Posterior Sampling Stopping Criteria¶
Class providing stopping criteria for Bayesian posterior sampling simulations—conditions that terminate the MCMC run before the convergence criterion is satisfied. Implementations might stop after a fixed number of steps, upon reaching a target log-likelihood, when an external signal is received, or when a user-defined condition on the simulation state is met. The stop method is queried at each sampling step and returns true when the stopping condition is triggered, allowing the sampler to exit cleanly.

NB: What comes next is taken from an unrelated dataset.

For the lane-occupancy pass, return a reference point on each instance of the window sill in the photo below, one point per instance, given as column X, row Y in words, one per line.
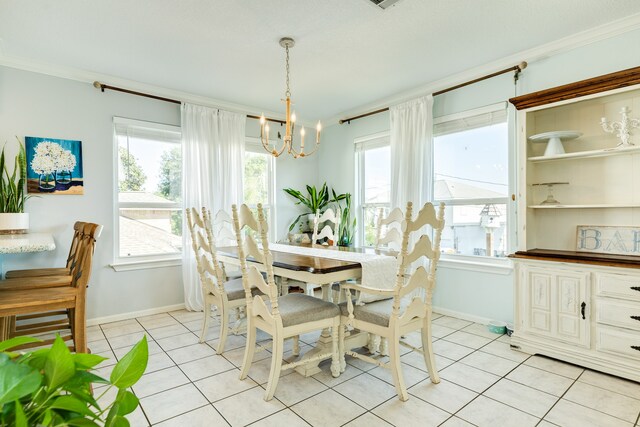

Default implementation: posteriorSampleStoppingCriterionNever
Methods¶
stop→logicalReturns true if the posterior sampling should terminate immediately given the current simulation state, allowing the sampler to exit cleanly before reaching the maximum step count.
class(posteriorSampleStateClass), intent(inout) :: simulationState
posteriorSampleStoppingCriterionCorrelationLength¶
This type will cause the simulation to stop when at least a number of correlation lengths (as specified in the [stopAfterCount] parameter) have accrued post-convergence.
Parameters
[stopAfterCount]— The number of correlation lengths to continue after convergence before stopping.
posteriorSampleStoppingCriterionNever¶
A posterior sampling stopping criterion class that always returns false, allowing the sampler to run for the full maximum number of steps without terminating early based on any stopping condition.
(Default implementation)
posteriorSampleStoppingCriterionStepCount¶
This type will cause the simulation to stop when at least a number of steps (as specified by [stopAfterCount]) have accrued post-convergence.
Parameters
[countSteps]— The number of steps after which to declare the simulation as converged.[stopAfterCount]— The number of steps to continue after convergence before stopping.